Fig: 4a: Post operative clinical photograph of case 2 at the end of 6 months.
Fig: 4b: Post operative radiograph of case 2 at the end of 6 months.
Surgical repair of perforations has received sporadic attention in dental literature and has been supported primarily by case reports or limited studies.14 In this case report we attempted repair of furcal perforation due to iatrogenic factors by conventional and soft tissue laser. As discussed by Weine15 management of perforations demands ‘spontaneity and creative approaches.’ The prognosis of perforations depends on the location, size and time of contamination of the lesion.16 The location of furcal perforations at the level of the epithelial attachment and crestal bone suggest a guarded prognosis.17 Secondly, the size of a perforation represents another important factor in determining the success of the repair procedure. Finally, interval between perforation and repair is one of the critical factors for success.18,19
In our cases patients’ complained of recurrent abscess post endodontic treatment; periodontal breakdown was evident in the furcation region only on radiographs. Surgery was instigated to produce an environment conducive to the regeneration of the periodontium, although complete regeneration would not be possible due to the time lag in initial diagnosis and surgical therapy.20,21,22 Immediate sealing of perforations enhances the repair process due to reduced bacterial contamination of the defect.23
Lateral root perforations sealed with MTA after contamination presented worse repair than the non-contaminated, immediately sealed perforations.24
Amalgam, composite resin and glass ionomer cements have been used for sealing furcal perforation. However, studies have shown that MTA is superior to these materials with respect to marginal adaptation25-28, bacterial leakage28,29 and cytotoxicity30. Main et al concluded that MTA provides an effective seal of root perforations and can be considered a potential repair material enhancing the prognosis of perforated teeth that would otherwise be compromised.

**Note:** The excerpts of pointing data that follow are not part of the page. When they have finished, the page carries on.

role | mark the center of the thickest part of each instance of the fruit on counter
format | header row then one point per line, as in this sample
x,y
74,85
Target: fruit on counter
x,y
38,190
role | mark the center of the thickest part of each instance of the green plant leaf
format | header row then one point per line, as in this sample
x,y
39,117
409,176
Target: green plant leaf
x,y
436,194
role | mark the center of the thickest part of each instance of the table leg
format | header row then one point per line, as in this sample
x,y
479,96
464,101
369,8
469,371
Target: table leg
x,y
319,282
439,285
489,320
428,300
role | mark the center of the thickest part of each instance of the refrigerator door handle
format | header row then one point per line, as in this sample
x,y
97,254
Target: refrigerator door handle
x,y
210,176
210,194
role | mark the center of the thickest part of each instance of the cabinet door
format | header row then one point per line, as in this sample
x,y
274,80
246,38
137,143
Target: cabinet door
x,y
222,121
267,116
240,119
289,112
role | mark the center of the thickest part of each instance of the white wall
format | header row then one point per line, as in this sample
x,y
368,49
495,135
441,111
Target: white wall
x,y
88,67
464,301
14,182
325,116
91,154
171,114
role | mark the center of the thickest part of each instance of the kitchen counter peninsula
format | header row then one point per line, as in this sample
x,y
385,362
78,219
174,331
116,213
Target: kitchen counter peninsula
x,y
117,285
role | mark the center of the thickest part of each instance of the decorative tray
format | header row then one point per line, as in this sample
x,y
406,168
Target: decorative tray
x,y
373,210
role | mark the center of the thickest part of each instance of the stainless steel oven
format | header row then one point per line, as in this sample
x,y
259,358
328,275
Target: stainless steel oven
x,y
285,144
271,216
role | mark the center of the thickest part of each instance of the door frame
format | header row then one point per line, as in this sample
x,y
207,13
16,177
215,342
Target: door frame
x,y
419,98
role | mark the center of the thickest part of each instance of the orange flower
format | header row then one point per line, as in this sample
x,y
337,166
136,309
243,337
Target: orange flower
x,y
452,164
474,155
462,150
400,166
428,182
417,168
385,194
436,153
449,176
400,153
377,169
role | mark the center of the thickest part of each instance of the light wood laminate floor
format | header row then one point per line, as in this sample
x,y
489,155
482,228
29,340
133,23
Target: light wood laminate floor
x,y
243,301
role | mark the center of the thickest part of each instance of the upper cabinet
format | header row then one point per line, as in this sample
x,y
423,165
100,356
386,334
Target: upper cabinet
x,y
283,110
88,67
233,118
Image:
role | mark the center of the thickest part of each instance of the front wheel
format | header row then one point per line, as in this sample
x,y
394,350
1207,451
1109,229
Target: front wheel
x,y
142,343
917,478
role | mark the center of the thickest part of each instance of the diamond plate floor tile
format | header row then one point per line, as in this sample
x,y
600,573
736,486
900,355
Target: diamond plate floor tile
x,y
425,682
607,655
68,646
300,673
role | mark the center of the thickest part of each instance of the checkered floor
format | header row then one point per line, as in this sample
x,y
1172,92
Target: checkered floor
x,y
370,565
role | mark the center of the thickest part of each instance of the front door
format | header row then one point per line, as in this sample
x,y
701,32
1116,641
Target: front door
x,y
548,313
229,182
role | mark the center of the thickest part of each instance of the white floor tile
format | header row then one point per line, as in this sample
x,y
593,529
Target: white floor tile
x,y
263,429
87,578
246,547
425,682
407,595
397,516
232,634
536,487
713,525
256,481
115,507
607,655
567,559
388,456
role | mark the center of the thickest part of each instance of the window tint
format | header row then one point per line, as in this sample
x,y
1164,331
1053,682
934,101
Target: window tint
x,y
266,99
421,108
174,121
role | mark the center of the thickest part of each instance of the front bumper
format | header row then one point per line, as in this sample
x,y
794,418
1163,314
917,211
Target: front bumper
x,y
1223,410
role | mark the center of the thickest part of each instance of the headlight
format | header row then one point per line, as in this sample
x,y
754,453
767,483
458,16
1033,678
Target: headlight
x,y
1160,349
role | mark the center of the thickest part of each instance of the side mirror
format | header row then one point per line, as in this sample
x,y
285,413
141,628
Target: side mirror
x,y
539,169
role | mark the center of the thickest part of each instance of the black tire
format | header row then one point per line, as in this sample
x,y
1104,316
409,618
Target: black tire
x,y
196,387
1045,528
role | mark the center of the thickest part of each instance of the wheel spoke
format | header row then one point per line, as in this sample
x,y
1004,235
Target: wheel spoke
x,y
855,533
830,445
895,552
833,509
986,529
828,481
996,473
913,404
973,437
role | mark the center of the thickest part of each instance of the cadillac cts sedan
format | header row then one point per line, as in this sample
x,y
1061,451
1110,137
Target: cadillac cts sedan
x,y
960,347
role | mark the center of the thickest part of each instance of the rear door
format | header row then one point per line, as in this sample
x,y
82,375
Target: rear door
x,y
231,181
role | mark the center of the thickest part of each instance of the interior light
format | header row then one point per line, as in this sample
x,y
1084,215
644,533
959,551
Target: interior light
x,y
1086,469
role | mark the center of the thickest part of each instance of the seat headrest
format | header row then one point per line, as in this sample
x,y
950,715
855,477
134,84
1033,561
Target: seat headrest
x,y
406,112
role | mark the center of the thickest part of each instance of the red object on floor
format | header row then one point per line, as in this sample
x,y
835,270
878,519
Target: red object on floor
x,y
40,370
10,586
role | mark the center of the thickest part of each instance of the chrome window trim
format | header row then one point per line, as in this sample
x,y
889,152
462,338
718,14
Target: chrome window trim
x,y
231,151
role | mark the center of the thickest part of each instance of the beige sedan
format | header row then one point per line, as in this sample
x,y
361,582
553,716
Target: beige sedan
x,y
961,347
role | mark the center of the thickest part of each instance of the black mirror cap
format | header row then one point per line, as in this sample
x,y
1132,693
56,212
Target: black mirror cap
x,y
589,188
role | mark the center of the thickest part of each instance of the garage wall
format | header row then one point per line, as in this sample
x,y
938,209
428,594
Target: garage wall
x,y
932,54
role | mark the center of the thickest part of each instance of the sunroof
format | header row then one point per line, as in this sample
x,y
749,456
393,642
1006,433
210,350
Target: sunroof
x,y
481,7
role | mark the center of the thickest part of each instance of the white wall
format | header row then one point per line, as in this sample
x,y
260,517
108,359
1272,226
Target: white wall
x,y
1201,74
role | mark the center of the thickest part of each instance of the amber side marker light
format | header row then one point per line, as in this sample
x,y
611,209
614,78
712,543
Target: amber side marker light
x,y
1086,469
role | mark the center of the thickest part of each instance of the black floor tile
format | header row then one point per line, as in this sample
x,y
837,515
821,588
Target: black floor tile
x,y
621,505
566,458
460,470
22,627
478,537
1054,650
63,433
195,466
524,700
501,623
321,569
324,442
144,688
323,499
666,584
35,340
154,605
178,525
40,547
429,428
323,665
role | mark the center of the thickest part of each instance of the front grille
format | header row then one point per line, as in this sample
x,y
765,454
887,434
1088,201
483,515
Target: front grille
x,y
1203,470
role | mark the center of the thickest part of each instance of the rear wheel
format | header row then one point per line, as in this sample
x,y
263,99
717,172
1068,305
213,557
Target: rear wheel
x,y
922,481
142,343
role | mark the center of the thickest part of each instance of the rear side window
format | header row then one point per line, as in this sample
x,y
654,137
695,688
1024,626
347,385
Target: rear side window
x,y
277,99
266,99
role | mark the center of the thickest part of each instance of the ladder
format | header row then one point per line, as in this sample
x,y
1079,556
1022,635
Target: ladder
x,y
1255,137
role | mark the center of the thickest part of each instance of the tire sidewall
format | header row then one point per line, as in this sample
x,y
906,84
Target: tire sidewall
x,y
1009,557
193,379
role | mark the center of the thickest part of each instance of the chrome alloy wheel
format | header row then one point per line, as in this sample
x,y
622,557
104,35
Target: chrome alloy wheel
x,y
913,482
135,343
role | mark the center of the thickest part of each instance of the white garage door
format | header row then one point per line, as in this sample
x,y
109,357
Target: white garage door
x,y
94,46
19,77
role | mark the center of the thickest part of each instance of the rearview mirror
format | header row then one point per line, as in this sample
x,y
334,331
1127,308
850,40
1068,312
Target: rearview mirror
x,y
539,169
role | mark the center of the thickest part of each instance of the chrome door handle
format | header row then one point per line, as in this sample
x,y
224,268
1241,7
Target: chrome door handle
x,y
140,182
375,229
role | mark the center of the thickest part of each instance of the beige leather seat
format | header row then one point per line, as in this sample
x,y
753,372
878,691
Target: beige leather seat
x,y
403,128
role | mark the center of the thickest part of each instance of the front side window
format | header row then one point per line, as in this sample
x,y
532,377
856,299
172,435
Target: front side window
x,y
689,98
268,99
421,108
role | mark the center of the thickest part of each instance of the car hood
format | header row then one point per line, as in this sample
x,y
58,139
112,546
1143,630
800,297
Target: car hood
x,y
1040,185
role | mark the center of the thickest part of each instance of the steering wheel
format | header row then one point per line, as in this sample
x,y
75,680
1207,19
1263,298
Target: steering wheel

Hence we chose MTA for sealing the perforated site. After debridement of the granulation tissue with either the laser or surgical curettes the furcation area was located, irrigated with sodium hypochloride to decontaminate the area of blood as it could reduce the retention capacity of MTA.31
Success has been reported both with and without the matrix. No matrix was used in either surgery. Both patients were followed up for a period of six months with uneventful healing and the follow up intraoral periapical radiograph showed good repair of interradicular bone in patients. Healing depends on factors mentioned above; it would be erroneous at this juncture to deduce the benefits of laser over conventional surgical debridement. The sinus tract on the lingual side complicates surgeon’s access, flap management and tissue handling during debridement. These hurdles are easily overcome if one uses a laser as it comprehensively decontaminates the sinus tract which otherwise is left alone.
Summary and Conclusion
Conflict of Interest
The authors claim no conflict of interest. No external funding was obtained for the study.